We’ve collected input from cable crews, foremen, QA departments, and project managers working everywhere from high-rise office installations to underground mining operations. Over time, several advantages have become clear:
Despite these strengths, continuous improvement remains a must. Some installations involve megawatt power or subsea deployment where hydrolysis or mechanical cut-through poses increased risk. In response, we’ve applied specialty crosslinking additives and impact modifiers—building on the core polyolefin structure—to further boost jacket integrity. Our team reviews every major project’s service environment and can adjust the stabilization package for long-term weathering or chemical contact. If a particularly abrasive cable tray system is in use, lubricant and processing aid levels are balanced to help the sheath slide through without notching or grooving.
Some large infrastructure clients want full digital certification traceability via barcoded lots: we’ve implemented ERP-traced production from resin feedstock to final shipment, so end users can access QC data in a portal—no more guessing what’s in a jacket batch on site. In public tenders, this transparency has helped avoid costly site shutdowns during inspections.

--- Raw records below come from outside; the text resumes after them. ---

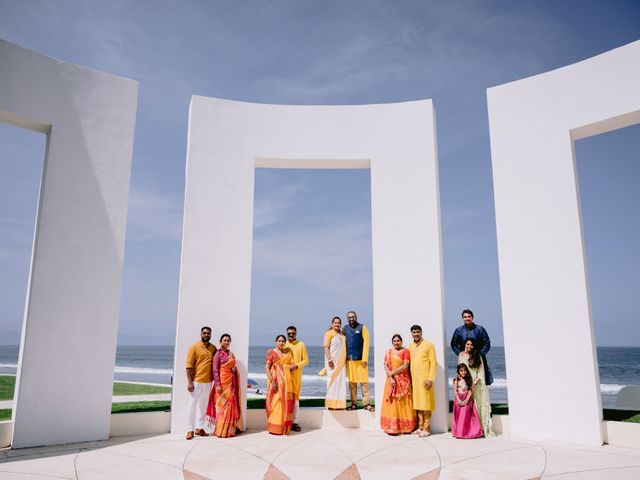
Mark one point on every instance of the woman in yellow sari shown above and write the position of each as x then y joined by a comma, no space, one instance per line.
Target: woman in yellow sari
280,394
335,355
397,415
224,400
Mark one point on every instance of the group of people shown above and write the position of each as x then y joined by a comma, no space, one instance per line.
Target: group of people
408,398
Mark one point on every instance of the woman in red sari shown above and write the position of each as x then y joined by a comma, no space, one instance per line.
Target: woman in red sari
224,400
280,394
397,414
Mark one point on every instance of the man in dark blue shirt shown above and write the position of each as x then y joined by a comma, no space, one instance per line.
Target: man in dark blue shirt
480,337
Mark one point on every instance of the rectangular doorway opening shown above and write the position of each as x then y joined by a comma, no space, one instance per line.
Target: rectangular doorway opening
21,162
312,261
608,167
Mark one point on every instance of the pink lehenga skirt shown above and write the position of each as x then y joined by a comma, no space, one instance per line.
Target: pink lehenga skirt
465,422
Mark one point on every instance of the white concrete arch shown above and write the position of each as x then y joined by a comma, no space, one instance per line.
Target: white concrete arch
228,140
545,300
68,346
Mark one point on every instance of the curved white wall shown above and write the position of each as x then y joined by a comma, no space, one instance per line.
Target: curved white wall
68,346
550,353
228,140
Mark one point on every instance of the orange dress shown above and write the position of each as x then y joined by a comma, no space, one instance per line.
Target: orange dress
224,407
280,401
397,415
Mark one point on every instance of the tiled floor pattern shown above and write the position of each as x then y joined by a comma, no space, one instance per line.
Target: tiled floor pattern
320,454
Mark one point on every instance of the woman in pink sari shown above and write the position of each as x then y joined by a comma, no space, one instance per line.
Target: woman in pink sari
224,400
280,394
465,422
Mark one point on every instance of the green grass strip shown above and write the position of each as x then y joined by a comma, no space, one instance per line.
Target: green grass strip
130,407
120,388
7,386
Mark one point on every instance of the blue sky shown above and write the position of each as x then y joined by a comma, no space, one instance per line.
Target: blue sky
312,253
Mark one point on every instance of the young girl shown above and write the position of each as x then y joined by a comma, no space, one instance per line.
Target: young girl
465,423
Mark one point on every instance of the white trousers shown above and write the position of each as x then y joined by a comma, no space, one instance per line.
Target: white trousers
197,408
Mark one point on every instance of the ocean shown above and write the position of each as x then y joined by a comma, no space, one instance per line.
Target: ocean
619,366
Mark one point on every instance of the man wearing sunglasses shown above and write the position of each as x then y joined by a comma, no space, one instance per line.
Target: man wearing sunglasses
300,360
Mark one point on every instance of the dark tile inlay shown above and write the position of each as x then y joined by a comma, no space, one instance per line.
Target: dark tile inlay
350,473
274,474
193,476
430,475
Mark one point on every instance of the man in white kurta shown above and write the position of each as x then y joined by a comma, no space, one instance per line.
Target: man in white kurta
300,360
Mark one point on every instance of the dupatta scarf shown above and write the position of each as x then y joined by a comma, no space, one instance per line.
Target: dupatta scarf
224,407
281,401
402,386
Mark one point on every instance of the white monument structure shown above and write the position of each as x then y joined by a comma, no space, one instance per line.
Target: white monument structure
554,387
228,140
67,354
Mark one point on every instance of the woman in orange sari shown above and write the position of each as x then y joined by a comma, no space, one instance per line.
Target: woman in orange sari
280,394
397,415
224,400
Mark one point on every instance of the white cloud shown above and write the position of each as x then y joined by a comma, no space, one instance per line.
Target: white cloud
154,216
331,259
273,207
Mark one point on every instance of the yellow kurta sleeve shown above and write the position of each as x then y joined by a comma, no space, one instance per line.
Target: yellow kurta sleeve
431,353
327,338
304,357
365,346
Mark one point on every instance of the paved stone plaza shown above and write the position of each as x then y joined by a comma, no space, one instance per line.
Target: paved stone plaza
319,454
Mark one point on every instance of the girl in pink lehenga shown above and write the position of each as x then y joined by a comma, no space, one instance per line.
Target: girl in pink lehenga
465,422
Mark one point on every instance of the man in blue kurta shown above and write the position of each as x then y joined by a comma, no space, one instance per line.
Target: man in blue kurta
479,336
357,339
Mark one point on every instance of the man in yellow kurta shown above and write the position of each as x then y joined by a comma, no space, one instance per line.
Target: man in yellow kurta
423,374
357,338
300,360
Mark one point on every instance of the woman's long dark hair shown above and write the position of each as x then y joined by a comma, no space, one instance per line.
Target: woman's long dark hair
467,378
475,360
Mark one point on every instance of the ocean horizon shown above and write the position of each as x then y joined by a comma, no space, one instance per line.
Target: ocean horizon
618,366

Close collaboration with users has always driven formulation tweaks. Site demonstrations and production line trials with cable makers often reveal new demands: perhaps a faster extrusion speed, a lower cable drag coefficient, or resistance to a new cleaning chemical. Unlike bulk traders, we tackle each request at the chemical and process level. Technical teams from client companies regularly join us for co-development runs or review our compounding steps. Their insights feed back into the next batch, expanding the range of what our LSZH sheathing supports.
The result means reduced downtime, fewer site problems, and greater end user trust. From subway tunnel projects where acidic smoke once corroded electronics, to oilfield controls where temperature cycling and pressure stress destroy old-style jackets, LSZH High FR Polyolefin has kept power and data flowing in conditions that would have forced whole system overhauls 10 years ago.
Twenty years ago, the term “halogen-free” rarely came up in design meetings. These days, architects, engineers, and purchasing managers request solutions by name, and for good reason. The LSZH High FR Polyolefin Sheathing Compound stands out from everyday material choices not as a luxury or niche item but as a necessity in modern cable specification. Projects run smoother, evacuations proceed with fewer complications, and recovery after fire can begin without the toxic hangover left by old formulations.
Every batch we produce carries the experience of thousands of hours in mixing, testing, refining, and field support. It’s more than a regulatory checkbox; it’s direct protection for people, assets, and mission-critical systems. That kind of reliability only happens when the manufacturer stands behind every kilogram, answers every technical challenge head-on, and treats every shipment like it matters.